College welcomes updated NICE Quality Standard on Transition from children’s to adults’ services

The Royal College of Physicians of Edinburgh (“ the College”) is welcoming the recent publication by NICE of its updated Quality Standard 140  on transition from children’s to adults’ services. The College is currently hosting a working group to address the issues raised in these updated NICE guidelines taking the care of young adults with complex cerebral palsy as an exemplar condition and taking  account of the existing Think Transition report and the report of Cerebral Palsy Scotland as additional evidence based resources. 

Professor Andrew Elder, President of the Royal College of Physicians of Edinburgh, said:

The College welcomes NICE’s updated Quality Standard on transition from children’s to adults’ services and was pleased to be able to contribute towards its development in the consultation process.

As we have said before, the transition from paediatric to adult services for patients with complex needs is an important area and one that requires careful consideration, planning and - most importantly - communication, not just between professionals, patients and families, but also between different professional groups and specialties.

Through our own working group we plan to add further to the debate on how to best support young people with chronic conditions as they transition to adult services.

Dr Una MacFadyen, College Fellow, current clinical lead for the NSS CEN network and retired consultant general paediatrician, said:

Although the guideline is based on the NHS structure in England its evidence, references and  principles apply in any country where young people with chronic conditions and disabilities are moving from children’s to adult services for health and social care. The survival into adulthood of increasing numbers of young people with complex conditions that have previously been confined to paediatric care and limited life expectancy raises the need for a change of attitude and care provision.

 There are common factors involved in the care of any individual with multiple comorbidities including involvement of multiple specialties. The additional demands of puberty, adolescent brain development, transfer of legal authority from parents to the young adult, transition from school to college or university and adult independence create challenges that justify the resources for effective coordination by an identified person who is known to and trusted by the young person and their parents/carers. 

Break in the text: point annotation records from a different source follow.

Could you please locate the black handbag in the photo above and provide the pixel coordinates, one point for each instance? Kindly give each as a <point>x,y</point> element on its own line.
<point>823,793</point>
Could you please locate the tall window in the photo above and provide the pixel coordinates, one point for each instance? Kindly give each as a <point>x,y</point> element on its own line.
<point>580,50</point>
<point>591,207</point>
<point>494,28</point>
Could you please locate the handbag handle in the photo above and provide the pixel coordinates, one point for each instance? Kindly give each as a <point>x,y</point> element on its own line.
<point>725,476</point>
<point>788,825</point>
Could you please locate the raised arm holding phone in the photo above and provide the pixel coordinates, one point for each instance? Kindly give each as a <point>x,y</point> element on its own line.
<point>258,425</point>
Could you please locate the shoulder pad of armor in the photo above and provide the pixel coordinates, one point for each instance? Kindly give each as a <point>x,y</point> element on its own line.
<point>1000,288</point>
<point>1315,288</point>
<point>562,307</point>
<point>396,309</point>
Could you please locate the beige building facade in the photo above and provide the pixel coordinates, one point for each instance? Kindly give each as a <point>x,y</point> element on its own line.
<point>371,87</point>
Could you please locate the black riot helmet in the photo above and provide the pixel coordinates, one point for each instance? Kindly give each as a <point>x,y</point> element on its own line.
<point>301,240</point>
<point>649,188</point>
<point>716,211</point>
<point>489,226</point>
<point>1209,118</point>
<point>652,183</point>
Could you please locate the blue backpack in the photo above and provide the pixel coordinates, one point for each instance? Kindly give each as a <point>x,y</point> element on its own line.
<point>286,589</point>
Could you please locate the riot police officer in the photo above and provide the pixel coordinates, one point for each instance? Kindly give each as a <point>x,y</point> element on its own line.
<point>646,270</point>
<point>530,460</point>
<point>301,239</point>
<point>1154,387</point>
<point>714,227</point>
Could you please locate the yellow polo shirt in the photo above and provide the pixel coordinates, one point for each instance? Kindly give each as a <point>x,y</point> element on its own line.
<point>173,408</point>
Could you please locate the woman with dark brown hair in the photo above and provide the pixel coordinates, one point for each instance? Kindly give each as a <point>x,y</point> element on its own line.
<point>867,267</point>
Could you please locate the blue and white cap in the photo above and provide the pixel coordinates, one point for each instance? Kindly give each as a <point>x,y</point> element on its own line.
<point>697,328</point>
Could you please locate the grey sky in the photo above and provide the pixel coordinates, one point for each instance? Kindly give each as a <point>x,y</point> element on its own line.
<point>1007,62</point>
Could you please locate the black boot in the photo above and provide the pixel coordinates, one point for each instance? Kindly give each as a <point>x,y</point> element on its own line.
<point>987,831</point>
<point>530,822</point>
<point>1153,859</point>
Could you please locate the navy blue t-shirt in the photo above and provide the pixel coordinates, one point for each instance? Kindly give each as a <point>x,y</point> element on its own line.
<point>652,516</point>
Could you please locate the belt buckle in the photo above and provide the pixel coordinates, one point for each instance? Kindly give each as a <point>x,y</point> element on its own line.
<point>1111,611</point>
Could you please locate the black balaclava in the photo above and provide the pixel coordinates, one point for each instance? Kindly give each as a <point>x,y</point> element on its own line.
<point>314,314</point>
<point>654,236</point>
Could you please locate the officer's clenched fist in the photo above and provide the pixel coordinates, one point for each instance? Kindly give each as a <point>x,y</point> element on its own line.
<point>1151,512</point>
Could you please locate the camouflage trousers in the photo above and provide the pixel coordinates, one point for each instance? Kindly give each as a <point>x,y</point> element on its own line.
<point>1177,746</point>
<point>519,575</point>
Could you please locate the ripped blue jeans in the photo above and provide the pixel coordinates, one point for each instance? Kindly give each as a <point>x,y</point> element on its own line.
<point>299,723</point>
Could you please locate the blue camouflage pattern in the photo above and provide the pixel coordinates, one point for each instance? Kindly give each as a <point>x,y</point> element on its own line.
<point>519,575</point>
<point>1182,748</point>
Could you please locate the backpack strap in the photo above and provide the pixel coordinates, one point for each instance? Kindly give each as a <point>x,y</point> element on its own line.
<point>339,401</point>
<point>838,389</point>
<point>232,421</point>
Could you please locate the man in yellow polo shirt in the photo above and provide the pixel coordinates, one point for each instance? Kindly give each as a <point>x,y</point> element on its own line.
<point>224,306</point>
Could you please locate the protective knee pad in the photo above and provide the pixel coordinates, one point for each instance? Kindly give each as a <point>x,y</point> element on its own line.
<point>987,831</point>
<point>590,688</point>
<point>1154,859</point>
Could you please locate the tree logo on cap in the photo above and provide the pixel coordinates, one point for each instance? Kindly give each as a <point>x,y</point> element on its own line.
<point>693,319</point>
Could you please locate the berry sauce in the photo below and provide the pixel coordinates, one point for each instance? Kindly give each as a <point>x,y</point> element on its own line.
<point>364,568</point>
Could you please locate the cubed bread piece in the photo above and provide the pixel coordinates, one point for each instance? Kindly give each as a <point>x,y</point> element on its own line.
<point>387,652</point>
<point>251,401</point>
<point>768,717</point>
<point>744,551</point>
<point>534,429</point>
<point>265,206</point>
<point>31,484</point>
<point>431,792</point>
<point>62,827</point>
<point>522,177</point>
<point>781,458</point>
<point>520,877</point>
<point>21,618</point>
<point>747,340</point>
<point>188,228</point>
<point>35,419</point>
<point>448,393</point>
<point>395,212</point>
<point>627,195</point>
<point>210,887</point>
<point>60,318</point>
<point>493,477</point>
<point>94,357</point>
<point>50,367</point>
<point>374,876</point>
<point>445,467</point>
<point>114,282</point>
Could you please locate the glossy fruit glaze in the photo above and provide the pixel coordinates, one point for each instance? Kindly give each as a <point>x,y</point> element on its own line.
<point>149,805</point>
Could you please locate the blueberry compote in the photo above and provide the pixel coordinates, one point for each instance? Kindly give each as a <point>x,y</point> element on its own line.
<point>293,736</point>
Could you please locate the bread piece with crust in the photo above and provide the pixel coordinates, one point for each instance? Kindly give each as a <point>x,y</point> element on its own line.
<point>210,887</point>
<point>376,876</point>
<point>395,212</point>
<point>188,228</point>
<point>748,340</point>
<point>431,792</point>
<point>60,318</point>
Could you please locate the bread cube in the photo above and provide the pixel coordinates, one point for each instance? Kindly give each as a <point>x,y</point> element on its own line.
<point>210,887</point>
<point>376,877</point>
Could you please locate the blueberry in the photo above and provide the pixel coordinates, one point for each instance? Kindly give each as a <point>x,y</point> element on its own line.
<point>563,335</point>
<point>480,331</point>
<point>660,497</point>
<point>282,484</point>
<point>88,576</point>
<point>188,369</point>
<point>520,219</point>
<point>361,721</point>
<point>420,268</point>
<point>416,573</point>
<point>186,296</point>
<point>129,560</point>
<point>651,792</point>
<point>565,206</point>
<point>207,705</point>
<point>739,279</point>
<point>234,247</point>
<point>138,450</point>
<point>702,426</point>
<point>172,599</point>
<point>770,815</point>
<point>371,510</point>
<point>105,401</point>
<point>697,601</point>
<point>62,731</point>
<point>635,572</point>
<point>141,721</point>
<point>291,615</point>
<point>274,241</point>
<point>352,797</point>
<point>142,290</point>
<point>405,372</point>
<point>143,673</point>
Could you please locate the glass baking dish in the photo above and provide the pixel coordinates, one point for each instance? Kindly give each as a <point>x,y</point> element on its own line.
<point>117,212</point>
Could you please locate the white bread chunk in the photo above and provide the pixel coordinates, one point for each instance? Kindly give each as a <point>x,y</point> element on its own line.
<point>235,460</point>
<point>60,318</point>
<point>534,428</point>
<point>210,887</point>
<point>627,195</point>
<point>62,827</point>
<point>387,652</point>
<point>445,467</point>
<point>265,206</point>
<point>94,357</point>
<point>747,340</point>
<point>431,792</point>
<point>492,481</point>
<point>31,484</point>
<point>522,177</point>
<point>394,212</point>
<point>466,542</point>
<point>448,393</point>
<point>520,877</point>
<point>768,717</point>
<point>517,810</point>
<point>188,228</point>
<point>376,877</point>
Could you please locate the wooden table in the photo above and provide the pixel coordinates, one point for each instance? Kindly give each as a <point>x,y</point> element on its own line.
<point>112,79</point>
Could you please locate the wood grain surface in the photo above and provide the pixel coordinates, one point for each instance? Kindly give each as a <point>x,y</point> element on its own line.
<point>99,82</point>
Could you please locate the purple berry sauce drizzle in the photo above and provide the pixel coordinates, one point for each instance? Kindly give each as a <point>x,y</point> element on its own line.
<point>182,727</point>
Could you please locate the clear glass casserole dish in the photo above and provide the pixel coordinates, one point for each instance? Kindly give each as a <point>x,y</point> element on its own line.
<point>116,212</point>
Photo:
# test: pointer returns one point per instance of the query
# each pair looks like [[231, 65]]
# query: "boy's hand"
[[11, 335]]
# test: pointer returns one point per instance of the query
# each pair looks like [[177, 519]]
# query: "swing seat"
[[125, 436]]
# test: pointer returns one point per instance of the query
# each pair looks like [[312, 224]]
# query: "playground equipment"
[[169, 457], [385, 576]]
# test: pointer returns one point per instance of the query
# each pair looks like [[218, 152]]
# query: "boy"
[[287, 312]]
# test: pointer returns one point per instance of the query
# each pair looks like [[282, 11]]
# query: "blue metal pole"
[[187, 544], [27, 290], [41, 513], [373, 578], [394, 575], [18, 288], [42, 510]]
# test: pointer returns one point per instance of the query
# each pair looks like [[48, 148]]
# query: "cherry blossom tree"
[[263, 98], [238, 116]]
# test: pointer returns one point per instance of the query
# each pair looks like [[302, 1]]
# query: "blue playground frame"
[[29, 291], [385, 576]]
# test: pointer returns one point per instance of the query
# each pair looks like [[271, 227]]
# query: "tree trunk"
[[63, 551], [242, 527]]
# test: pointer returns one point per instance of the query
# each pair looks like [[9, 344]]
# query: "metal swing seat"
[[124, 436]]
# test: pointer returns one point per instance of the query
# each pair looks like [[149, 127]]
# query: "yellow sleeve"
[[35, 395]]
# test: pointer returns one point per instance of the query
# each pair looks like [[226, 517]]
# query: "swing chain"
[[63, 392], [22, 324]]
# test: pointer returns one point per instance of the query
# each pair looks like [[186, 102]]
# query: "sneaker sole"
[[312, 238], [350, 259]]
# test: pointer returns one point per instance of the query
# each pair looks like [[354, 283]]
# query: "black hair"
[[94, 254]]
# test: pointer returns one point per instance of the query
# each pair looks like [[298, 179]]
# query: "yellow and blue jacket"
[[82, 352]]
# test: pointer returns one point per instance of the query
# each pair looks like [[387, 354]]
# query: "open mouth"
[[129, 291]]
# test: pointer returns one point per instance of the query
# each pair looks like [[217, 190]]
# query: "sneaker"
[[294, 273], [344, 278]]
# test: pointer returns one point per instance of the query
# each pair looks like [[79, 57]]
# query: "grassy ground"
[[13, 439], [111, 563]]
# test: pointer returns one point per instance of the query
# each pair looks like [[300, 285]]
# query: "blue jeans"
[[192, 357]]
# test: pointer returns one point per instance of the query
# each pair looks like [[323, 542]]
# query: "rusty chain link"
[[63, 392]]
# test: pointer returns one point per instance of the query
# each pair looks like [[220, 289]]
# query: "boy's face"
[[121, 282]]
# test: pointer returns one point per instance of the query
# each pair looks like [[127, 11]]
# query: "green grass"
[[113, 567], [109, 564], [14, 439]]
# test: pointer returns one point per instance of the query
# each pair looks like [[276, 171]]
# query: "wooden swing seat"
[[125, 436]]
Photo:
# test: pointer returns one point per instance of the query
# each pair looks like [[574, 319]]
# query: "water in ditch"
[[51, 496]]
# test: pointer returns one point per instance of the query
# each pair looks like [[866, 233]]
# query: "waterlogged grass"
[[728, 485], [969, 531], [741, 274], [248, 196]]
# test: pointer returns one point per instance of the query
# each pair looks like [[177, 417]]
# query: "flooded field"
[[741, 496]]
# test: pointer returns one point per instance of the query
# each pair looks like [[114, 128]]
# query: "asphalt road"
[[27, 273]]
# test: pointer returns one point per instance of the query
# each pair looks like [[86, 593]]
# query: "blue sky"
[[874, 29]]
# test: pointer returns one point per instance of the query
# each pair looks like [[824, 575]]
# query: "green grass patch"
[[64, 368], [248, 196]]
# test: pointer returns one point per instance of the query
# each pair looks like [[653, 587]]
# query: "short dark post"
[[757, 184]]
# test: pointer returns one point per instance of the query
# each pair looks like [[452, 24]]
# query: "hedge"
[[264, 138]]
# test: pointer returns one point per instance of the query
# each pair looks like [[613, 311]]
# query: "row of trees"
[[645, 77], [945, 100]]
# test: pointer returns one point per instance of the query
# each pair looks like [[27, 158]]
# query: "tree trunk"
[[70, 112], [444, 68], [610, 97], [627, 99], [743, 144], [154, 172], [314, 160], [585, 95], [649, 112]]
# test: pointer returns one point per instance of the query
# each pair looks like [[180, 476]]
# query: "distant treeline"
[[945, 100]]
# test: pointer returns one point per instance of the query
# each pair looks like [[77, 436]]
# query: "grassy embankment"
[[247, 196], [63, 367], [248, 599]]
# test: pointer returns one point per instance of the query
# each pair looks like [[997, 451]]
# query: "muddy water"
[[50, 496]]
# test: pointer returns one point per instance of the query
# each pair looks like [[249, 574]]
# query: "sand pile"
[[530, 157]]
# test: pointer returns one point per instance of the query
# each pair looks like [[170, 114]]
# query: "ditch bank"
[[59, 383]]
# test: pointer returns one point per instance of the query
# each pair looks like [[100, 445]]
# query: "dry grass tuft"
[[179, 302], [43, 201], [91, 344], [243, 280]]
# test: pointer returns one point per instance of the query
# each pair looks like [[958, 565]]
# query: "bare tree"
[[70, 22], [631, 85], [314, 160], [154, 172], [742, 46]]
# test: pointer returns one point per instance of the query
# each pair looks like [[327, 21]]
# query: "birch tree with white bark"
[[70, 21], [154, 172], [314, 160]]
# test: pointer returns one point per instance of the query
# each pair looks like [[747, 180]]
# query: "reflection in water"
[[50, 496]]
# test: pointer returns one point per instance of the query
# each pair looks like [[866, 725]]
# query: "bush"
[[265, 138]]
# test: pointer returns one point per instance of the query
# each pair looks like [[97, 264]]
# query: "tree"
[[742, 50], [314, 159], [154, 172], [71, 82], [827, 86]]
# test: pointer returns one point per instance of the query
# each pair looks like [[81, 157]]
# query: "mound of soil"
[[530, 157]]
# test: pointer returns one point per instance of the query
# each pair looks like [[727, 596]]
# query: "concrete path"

Although the guideline specifies the age to start the transition process as 13-14 years when paediatricians lead the medical care, the update highlights evidence for identified actions that extend into adult services up to age 25. An important identified additional consideration is the need to consider the young person’s developmental stage and cognitive abilities as a reason to avoid fixed age limits for each step in the individual’s transition. The quality standards advise to confirm improvements including evidence that the young person’s communication needs are identified and met, that they and their parents/carers are included in planning and implementation of the steps to transition, contact is ensured with all relevant specialists and attendance at adult follow up clinics is confirmed. 

The reliance on accessible and accurate health records both as a summary of the young person’s health details and as data held by Health and social care organisations is emphasised for each standard and update. The updated guideline suggests that rehabilitation medicine may be the appropriate lead specialty in providing for the health care of young adults with complex medical conditions in partnership with GPs in Primary Care. In Scotland there are limited numbers of specialists in rehabilitation medicine in post and so each health board must consider how this role can be filled.